Design, Learning, and Data, Oh my! … (or how not to make people be defensive)

Readings this week:

Argyris, C. (1991). Teaching Smart People How to Learn. Harvard Business Review, (May-June).
City, E., Elmore, R., Fiarman, S., & Teitel, L. (2009). Chapters 4-6. In Instructional rounds in education: A network approach to improving teaching and learning (pp. 83-131). Cambridge, Mass.: Harvard Education Press.
Lieberman, A. (2000). Networks as Learning Communities: Shaping the Future of Teacher Development. Journal of Teacher Education, 221-227.

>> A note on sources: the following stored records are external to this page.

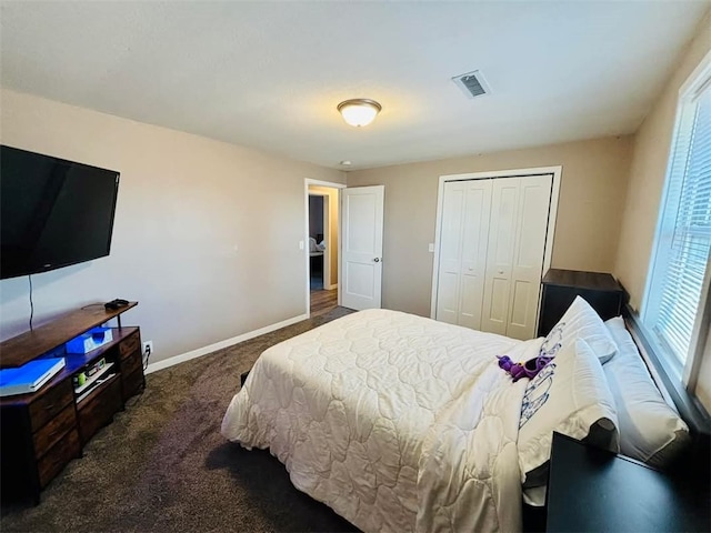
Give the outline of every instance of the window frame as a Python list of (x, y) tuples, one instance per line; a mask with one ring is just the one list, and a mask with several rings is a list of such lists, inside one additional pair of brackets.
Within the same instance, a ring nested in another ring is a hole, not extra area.
[[(685, 115), (689, 113), (689, 107), (690, 104), (695, 104), (694, 101), (704, 90), (711, 90), (711, 51), (705, 54), (679, 89), (674, 127), (668, 154), (667, 171), (664, 174), (664, 185), (659, 204), (660, 209), (654, 228), (652, 253), (650, 255), (644, 286), (644, 298), (640, 313), (641, 325), (647, 331), (645, 336), (648, 338), (648, 341), (652, 341), (653, 351), (658, 354), (658, 359), (660, 360), (660, 363), (662, 363), (664, 371), (670, 375), (670, 378), (675, 375), (684, 389), (691, 394), (693, 394), (697, 388), (701, 360), (703, 359), (704, 351), (707, 351), (708, 348), (711, 348), (707, 346), (709, 325), (711, 324), (711, 298), (709, 296), (711, 288), (711, 264), (707, 263), (704, 279), (701, 285), (699, 309), (697, 310), (694, 325), (691, 332), (687, 361), (683, 365), (673, 353), (670, 353), (669, 350), (664, 349), (663, 345), (660, 345), (661, 343), (654, 340), (655, 335), (650, 331), (648, 325), (648, 316), (654, 312), (654, 304), (652, 302), (658, 300), (658, 294), (653, 292), (653, 274), (658, 264), (658, 257), (661, 253), (665, 253), (664, 250), (660, 250), (659, 242), (660, 238), (663, 235), (667, 222), (664, 212), (668, 209), (667, 202), (670, 195), (670, 178), (674, 169), (674, 160), (679, 157), (677, 148), (680, 144), (680, 138), (682, 137), (682, 127), (685, 125), (684, 122), (687, 122)], [(684, 149), (688, 151), (690, 147), (687, 145)]]

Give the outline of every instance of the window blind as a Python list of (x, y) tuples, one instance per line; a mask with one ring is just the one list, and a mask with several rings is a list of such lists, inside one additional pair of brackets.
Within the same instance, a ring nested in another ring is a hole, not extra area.
[(682, 109), (644, 322), (683, 365), (711, 250), (711, 88)]

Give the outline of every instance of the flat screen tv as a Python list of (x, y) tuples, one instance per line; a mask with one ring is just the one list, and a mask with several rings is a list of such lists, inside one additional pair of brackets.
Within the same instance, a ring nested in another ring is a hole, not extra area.
[(0, 145), (0, 279), (108, 255), (119, 175)]

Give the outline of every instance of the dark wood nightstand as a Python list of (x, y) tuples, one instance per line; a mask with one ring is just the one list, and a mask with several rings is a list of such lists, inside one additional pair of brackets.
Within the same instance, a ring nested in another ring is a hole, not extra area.
[(578, 295), (584, 298), (602, 320), (622, 311), (624, 291), (611, 274), (550, 269), (541, 284), (538, 336), (548, 335)]
[(547, 531), (709, 531), (708, 476), (699, 481), (553, 433)]

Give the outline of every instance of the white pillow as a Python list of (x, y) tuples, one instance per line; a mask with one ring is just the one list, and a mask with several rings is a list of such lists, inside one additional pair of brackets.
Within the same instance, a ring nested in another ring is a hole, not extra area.
[(547, 482), (553, 431), (619, 451), (612, 393), (600, 361), (581, 339), (563, 345), (525, 388), (518, 442), (524, 487)]
[(618, 350), (602, 319), (582, 296), (575, 296), (545, 338), (545, 344), (572, 348), (577, 339), (585, 341), (601, 363), (608, 362)]
[(620, 451), (663, 466), (689, 443), (689, 428), (662, 398), (621, 316), (605, 322), (618, 354), (603, 366), (620, 423)]

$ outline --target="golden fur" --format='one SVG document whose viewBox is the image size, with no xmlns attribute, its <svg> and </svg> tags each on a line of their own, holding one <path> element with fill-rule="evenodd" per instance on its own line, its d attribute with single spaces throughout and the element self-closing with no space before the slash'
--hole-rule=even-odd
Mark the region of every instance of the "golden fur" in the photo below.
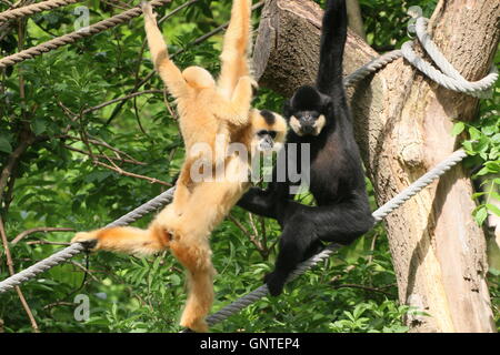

Design projects and data are not familiar language to educators, even though (hopefully most) teachers are literally engaged in design every day as they modify the local learning environment to fit the needs of their students. We rarely see it as such, though, as the emphasis is on students and their work in relation to the teacher’s design, not the reflection on our own thinking. This mirrors Argyris’ single-loop vs. double-loop learning. As Argyris notes, he was working with people who were “well-educated, high-powered, high commitment professionals,” which I think would describe a lot of graduate students in education. Argyris (1991) writes, “People can be taught how to recognize the reasoning they use when they design and implement their actions.” When faced with a design project that tests our thinking, where the likelihood of failure is high, fear creeps in.

It is through the very act of design, feedback, and failure that requires us to bypass our own interpretations because we’ve literally put our thinking outside of our heads. This act of dissociation of our emotional, judgmental selves from our practice is exactly what City et al. (2009) refer to as separating the practice from the person. Likewise feedback systems, whether they be user testing in design or observational notes in the classrooms, are what bring in the feedback, or data, on our design. When we can use the feedback to redesign, rather than defend, we can learn.

As we have heard in many readings this semester and again this week, professional community stems from “conversations about their work” (Lieberman, 2000), but clearly these conversations need data about practice, not about teachers, and the people conversing need guidance in using the data. City et al. (2009) refer to the “culture of nice” as an improvement-impeding norm, because it clouds the distinction between practice from person. People are unwilling to offer feedback for fear that it will be taken as criticism and elicit defensiveness, so they just avoid the conversation all together. The Instructional Rounds protocols offer such guidance for school leaders on how they help teachers in “learning to see, unlearning to judge” and offer clear expectations for how to discuss practice in a way that pushes people to think rather than defend.

On a more practical note, for the field work we are just beginning for the DRP class and on personalization in practice, I found many things helpful in the Instructional Rounds piece. At least for me, it will help me orient myself to conducting an observation: keeping it descriptive rather than evaluative, asking open questions to kids, not discussing with fellow researchers in the hallways but waiting for a time to debrief, and examining my own assumptions or biases about what good teaching and learning looks like.